The above exersice helped us understand the movies dataset better. Now we have answers to some interesting questions. The following is the summary of the analysis:

  • Drama, Comedy and Thriller are the top genres. As seen in the bar chart and wordcloud
  • US has the most thriving movie industry, and movies are being produced since the early-mid nineties. Japan, Italy, Germany and France being only other countries which produced significant number of movies before 1980s.

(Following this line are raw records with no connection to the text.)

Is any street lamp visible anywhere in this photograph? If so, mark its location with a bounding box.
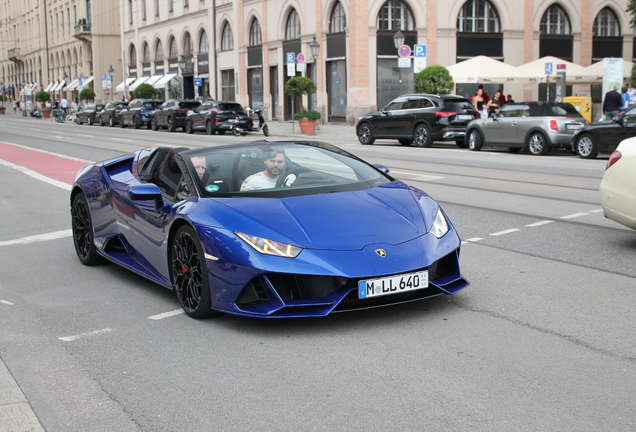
[108,65,115,102]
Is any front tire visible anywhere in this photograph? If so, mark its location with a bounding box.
[468,129,484,151]
[527,132,550,156]
[576,134,598,159]
[170,225,219,318]
[413,124,433,147]
[358,123,375,145]
[71,193,106,266]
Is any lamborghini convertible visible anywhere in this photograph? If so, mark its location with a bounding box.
[70,141,468,318]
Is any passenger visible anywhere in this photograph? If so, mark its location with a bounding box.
[241,150,287,191]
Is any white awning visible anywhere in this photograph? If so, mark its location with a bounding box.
[51,80,66,92]
[145,75,163,85]
[77,77,95,88]
[155,74,177,88]
[115,78,135,91]
[64,80,79,91]
[128,77,150,91]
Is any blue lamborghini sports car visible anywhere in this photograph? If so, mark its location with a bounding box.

  • India has significantly higher average movie budget (~100 M$) than other countries.
  • New Zealand tops the average movie revenue (~90 M$), and is significantly higher than the second highest Taiwan.
  • English is the language in which most movies are made. And USA produces movies in 14 languages, most by any country
  • Average movie IMDB Score is 6.4 and 90% of movies have a score between 8.1 and 4.3. IMDB scores follow a bell shaped distribution. So any movie having a score of more than 8.1 would be one of the top 5% movies in the world.
  • Movies with higher IMDB score tend to have higher revenue. Here IMDB score and Revenue might be correlated. People prefer to watch famous and good movies.
  • Significant number of movies go into loss.